Cultivating partnerships

Essential to our responsibility ethos are the long term relationships we build in all parts of our business. We have worked with DAC poles for 17 years, and we are close friends with Jake Lah, the founder and owner. We have also worked with our main fabric supplier for at least as long, and with whom we have a similarly close relationship. With all our suppliers, we are in constant communication, and we push each other to be better in both function and processes. The resulting relationships, built over time on both loyalty and trust, allow each side to achieve more, to do so in a positive way, and with less negative impact on the world around us.

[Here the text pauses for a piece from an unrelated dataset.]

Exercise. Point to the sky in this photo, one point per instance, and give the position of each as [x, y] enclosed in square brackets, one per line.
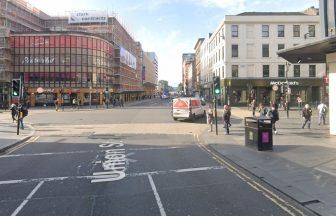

We firmly believe that our customers are our greatest asset. While many of our customers are true professionals, who do expeditions and exploring for their livelihood, most are simply people who love to be outdoors. All have purposefully chosen our tents, so all are a part of “Hilleberg.” We prioritize customer service, which, for us, means having customer relationships, preferably long term ones. A big piece of that is our repair capability. From full repairs to fixing minor damage, we have both in-house repair craftsmen as well as a network of Hilleberg-trained repair contractors. We often hear from long-term customers who simply want their vintage but still fully functional Hilleberg tent (some are 30 years old) revitalized. This service not only reduces impact on the environment, but it also fosters the climate of mutual trust, respect, and loyalty that we strive for in all our relationships.

For nearly 20 years, we have worked together closely with DAC, who makes our poles. During that time, we have become close friends as well as close business partners. Here Petra Hilleberg and Jake Lah, DAC’s founder, take a moment during a recent visit to South Korea.

We have built a very strong relationship with Mid Sweden University, in Östersund, only a few minutes away from our offices in Frösön. We can test fabrics and other materials, and work with material scientists. Here Hilleberg’s Lisa Nilsson is using the tear strength testing system at the University’s SportsTech lab.